Johann Hari, Britanyalı bir gazeteci yazar. Cambridge Üniversitesi’nde sosyal bilimler ve siyaset felsefesi üzerine eğitim aldı, mezun olduktan sonra New Statesman ve The Independent gibi kurumlarda çalıştı. Yazıları başta The Guardian, Le Monde, New York Times olmak üzere hatırı sayılır mecralarda yayımlanıyor. Dünyanın pek çok ülkesine seyahat ediyor, araştırmalar yaparak eserlerini kaleme alıyor. Nitekim Çalınan Dikkat onun dünyanın pek çok ülkesine yaptığı ziyaretler ve psikoloji üzerine itibarlı uzmanlar ile gerçekleştirdiği görüşmeler sonucunda kaleme aldığı bir eser…

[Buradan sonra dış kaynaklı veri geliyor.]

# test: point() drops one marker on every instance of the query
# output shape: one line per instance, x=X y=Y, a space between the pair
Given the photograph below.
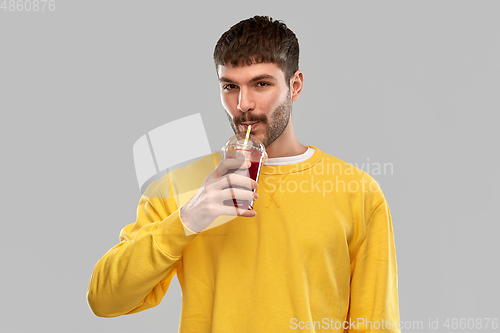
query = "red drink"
x=253 y=172
x=256 y=158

Hari kitabında, günümüzde her birimizin mustarip olduğu dikkat eksiliğinin izini sürüyor. Bilhassa internet ve hız çağında, bunu ortaya çıkaran sebepleri ve kimi zaman ölümcül olabilen,-trafikteki dikkat eksikliğinin alkollü araba kullanmaktan bile daha tehlikeli olduğu malum- sonuçlarını irdeliyor. Öyle ki, Hari dikkatimizin dağınıklığı yüzünden hayatımızı ıskaladığımızı, taçlandırabileceğimiz zamanları bozuk para gibi harcadığımızı, okuduğumuz kitabın, izlediğimiz filmin, katıldığımız konserin hakkını dikkat dağınıklığından dolayı veremediğimizi, buna bugün en çok akıllı telefonların sebep olduğunu da gerçek örnekler üzerinden anlatıyor. Çağımızın mottosunun, “Yaşamayı denedim ama dikkatim dağıldı!” olabileceğini söylüyor.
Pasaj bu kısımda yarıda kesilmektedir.